A pedido da União, o STF determinou que a LOTERJ alterasse disposições do edital e dos contratos celebrados com operadores estaduais. Na época, os ministros do Supremo Luiz Fux e Dias Toffoli abriram divergência para permitir que os contratos vigentes continuassem a viger até o julgamento definitivo. Apesar disso, o advogado considera improvável que o mesmo entendimento seja aplicado agora.
“Particularmente, parece-me um contrassenso estabelecer que os contratos vigentes antes de uma decisão que reconheça a ilegalidade das loterias municipais continuem válidos após essa decisão. Ao contrário da decisão da LOTERJ, a ADPF em curso alcança a legitimidade de leis e atos autorizativos, o que torna mais necessária a interrupção da situação jurídica tida como irregular”, afirmou.
Possível reação do Ministério da Fazenda
Por fim, Loureiro comentou se o apontamento de inconsistências pela SPA/MF na operação da LOTSERIDÓ – como a suposta oferta irregular de apostas de quota fixa – pode levar a uma atuação mais ampla do governo federal.
“Em tese, pode sim. Contudo, até aqui, o Ministério tem adotado uma postura muito cautelosa – tida por muitos como leniente, até – no enfrentamento com os entes subnacionais. Mesmo o tema da LOTERJ, que há muito causava discussão e impactos nos operadores autorizados pela SPA, levou tempo até finalmente ensejar uma ação efetiva, por meio da já mencionada ACO”, relembrou.

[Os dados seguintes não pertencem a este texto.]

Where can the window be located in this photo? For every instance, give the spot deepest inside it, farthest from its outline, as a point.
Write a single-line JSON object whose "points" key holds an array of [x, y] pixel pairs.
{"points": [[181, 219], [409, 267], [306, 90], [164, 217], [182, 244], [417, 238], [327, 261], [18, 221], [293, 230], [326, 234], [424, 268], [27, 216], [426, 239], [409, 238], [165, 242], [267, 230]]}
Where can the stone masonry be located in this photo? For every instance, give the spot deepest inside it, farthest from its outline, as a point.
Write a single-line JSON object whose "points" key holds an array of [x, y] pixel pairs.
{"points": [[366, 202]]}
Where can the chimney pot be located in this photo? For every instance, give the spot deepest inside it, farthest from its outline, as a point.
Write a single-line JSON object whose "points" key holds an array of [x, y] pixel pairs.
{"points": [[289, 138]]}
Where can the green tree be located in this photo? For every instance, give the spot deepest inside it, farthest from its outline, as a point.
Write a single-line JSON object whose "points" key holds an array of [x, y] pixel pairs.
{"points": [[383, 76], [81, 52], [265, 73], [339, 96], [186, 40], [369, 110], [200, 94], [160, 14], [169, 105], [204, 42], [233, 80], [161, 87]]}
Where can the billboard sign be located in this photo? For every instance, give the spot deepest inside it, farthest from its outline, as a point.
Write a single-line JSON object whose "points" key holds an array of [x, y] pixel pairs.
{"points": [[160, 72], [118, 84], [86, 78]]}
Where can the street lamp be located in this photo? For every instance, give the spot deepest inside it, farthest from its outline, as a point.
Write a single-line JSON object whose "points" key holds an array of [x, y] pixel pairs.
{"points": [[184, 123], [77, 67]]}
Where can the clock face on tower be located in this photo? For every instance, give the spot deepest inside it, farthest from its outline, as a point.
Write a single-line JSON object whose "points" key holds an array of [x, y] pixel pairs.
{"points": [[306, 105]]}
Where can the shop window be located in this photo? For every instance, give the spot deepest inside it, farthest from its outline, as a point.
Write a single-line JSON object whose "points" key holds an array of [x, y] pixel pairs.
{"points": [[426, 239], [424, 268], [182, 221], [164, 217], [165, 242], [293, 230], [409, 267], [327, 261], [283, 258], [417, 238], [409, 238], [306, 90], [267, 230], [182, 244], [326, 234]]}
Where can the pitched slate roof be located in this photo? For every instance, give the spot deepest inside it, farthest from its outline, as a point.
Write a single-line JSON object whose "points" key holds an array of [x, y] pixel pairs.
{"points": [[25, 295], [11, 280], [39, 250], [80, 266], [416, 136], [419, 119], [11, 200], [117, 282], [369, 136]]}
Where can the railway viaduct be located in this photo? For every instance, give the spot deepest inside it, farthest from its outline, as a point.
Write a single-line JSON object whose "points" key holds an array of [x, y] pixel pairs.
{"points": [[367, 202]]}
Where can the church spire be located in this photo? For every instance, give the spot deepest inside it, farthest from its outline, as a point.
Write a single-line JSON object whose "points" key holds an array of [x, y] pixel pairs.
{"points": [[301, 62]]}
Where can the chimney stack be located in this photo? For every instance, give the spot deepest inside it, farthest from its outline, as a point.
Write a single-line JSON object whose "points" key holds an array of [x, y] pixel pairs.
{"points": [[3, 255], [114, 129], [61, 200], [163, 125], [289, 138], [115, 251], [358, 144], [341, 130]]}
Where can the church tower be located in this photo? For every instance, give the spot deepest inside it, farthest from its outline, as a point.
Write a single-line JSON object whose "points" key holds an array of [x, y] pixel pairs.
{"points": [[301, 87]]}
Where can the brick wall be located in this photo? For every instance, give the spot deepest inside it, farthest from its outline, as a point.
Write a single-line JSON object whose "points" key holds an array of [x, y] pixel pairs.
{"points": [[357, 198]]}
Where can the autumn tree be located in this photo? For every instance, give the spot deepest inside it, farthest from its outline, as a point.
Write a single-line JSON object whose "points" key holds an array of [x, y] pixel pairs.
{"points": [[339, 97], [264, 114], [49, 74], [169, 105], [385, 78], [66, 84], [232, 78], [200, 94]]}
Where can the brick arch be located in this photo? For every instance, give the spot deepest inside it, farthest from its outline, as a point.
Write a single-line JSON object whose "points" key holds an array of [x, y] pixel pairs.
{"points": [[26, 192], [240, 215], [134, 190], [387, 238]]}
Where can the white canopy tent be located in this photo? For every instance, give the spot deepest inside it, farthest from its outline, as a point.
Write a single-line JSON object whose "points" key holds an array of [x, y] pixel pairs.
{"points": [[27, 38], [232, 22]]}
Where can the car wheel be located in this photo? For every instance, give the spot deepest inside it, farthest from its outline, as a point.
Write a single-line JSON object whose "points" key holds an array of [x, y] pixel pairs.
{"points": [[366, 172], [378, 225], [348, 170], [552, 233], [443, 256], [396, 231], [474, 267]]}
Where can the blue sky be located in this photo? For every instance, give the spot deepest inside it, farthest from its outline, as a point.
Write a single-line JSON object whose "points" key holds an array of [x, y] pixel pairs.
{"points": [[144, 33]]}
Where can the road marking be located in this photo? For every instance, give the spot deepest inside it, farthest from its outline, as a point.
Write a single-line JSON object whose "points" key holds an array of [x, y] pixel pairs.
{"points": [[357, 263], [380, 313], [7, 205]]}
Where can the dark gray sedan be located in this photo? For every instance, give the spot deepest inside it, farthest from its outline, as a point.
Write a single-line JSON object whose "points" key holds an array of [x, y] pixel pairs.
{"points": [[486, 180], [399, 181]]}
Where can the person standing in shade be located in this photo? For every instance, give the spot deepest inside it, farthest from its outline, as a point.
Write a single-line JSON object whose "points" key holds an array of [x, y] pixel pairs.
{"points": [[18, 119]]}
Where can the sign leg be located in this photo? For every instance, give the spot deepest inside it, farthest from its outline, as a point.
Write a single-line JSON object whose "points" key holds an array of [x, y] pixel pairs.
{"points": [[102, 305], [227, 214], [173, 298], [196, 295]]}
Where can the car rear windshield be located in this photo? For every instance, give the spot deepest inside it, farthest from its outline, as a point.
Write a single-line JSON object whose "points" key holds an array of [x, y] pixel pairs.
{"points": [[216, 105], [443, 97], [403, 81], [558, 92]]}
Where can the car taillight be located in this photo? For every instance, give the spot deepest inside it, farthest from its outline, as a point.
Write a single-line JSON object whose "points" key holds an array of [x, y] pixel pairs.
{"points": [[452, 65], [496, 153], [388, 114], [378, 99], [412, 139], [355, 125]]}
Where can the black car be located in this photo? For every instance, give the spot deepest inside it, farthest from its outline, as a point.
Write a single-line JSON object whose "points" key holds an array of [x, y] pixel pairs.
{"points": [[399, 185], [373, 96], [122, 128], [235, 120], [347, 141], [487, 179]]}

Diante disso, o advogado considera improvável uma reação imediata: “Dentro dessa conjuntura, não me parece crível que o Ministério, via SPA, adote ações mais assertivas apenas pelo precedente de Bodó. O mais provável é que a atuação se atenha à manifestação já apresentada pela AGU na ADPF 1212, posicionando-se contrariamente à legalidade das loterias municipais”.